George Floyd’s death at the hands – or rather the knee – of Minneapolis police office Derek Chauvin has sparked protests nationwide, including some looting and destruction of property in my hometown of Dallas. I do not condone senseless violence, but I understand some of the rage and frustration that fuels it.
The vast majority of African Americans aren’t rioting, or even peacefully protesting, but they, too, feel the pain. They, too, are tired of an unjust criminal justice system that, literally, kills and oppresses people who look like them.
President Trump has threatened to invoke the 213-year-old Insurrection Act and call out federal troops to restore order. Even so, our president has said practically nothing about the underlying issues of racism and an oppressive criminal justice system. Without addressing those problems, resorting to martial law will be like throwing gasoline on the fire of the people’s distress.
Eric Garner, Botham Jean, Breonna Taylor, Sandra Bland. The list goes on and on. How many more black people must die, unnecessarily and unjustly, at the hands of the police before black lives start to matter?
Black people are tired of trying to explain their pain to people who make no effort to understand it. Until that pain is at least acknowledged, how do we even start a conversation on racism in America?
I struggle to find words for the unspeakable emotions that arose when I witnessed a police officer stepping on the neck of an unarmed, handcuffed black man while he pled for his life. I watched the footage of George Floyd, 46, struggle for eight minutes and 46 seconds, until he called out for his deceased mother with his dying breath: “Momma! Momma! I’m through.”
How can anyone watch this live execution without feeling some of the rage and frustration that now spills into our streets?
As a 24-year-old African American man, I struggle to keep my heart from hardening, to keep my anger from consuming me, until it blinds me to our common humanity. Still, I write these words with a sense of futility and sadness. No matter how much of my own blood I pour into them, they will never be understood by those who close their ears and harden their hearts.
On Monday night, about 50 people – young and old, black, white, and Hispanic – gathered in Reagan Park in the small city of Palestine, Texas, where I work as a sports editor, to peacefully protest the racism that killed George Floyd. And in several other cities, including Baltimore, New York and Coral Gable, Florida, police officers have kneeled in solidarity with the protesters.
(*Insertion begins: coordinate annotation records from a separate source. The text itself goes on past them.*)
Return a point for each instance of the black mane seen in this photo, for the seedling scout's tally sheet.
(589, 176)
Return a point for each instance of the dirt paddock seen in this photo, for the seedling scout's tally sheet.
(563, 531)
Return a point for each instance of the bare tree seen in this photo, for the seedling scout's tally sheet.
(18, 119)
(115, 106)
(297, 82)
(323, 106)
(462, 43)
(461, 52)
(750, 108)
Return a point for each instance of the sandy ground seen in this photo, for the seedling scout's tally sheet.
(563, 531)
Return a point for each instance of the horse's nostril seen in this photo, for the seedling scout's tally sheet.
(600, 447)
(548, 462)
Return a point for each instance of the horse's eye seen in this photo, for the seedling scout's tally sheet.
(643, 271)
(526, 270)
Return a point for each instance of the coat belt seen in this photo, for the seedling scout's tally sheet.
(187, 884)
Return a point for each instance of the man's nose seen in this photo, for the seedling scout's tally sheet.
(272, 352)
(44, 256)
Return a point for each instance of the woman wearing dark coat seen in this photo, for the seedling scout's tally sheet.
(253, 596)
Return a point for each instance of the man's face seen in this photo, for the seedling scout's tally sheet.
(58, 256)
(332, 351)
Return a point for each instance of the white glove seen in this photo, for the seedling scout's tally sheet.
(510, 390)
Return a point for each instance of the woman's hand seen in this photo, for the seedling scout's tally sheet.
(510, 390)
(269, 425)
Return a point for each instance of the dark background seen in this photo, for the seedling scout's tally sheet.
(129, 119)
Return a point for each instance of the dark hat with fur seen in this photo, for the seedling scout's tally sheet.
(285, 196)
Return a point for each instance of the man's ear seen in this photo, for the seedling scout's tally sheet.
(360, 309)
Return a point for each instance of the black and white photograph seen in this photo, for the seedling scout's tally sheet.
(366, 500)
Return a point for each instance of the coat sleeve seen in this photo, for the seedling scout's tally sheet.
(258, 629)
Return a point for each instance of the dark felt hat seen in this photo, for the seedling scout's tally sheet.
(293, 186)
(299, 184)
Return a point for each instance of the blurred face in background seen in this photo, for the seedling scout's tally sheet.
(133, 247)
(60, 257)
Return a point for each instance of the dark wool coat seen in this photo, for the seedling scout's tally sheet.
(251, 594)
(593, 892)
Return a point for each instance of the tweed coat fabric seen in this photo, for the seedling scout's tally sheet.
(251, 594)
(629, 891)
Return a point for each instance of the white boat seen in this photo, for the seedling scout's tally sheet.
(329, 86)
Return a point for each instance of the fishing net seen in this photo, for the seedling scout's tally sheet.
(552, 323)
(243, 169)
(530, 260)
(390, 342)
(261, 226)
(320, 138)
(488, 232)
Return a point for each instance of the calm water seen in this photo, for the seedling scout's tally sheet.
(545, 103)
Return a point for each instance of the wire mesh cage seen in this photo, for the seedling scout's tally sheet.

All of these actions, and the humanity they represent, were, for me, points of light on a dark night. But even they couldn’t erase the pain and anger I felt.
On Friday, the day Hennepin County Attorney Mike Freeman announced murder and manslaughter charges against Derek Chauvin, I called my mother and, finally, broke into tears. I tried to hide this moment of weakness, but talking to her brought back the horrifying image of Floyd, helplessly, calling for his mother.
Like so many black mothers, my mother waits, fearfully, for me to return whenever my work takes me to an unknown town or city. She knows what happened to George Floyd could happen to me.
His death has left a gaping hole of anger, hurt and frustration. I ask white Americans to please understand it – before it’s too late.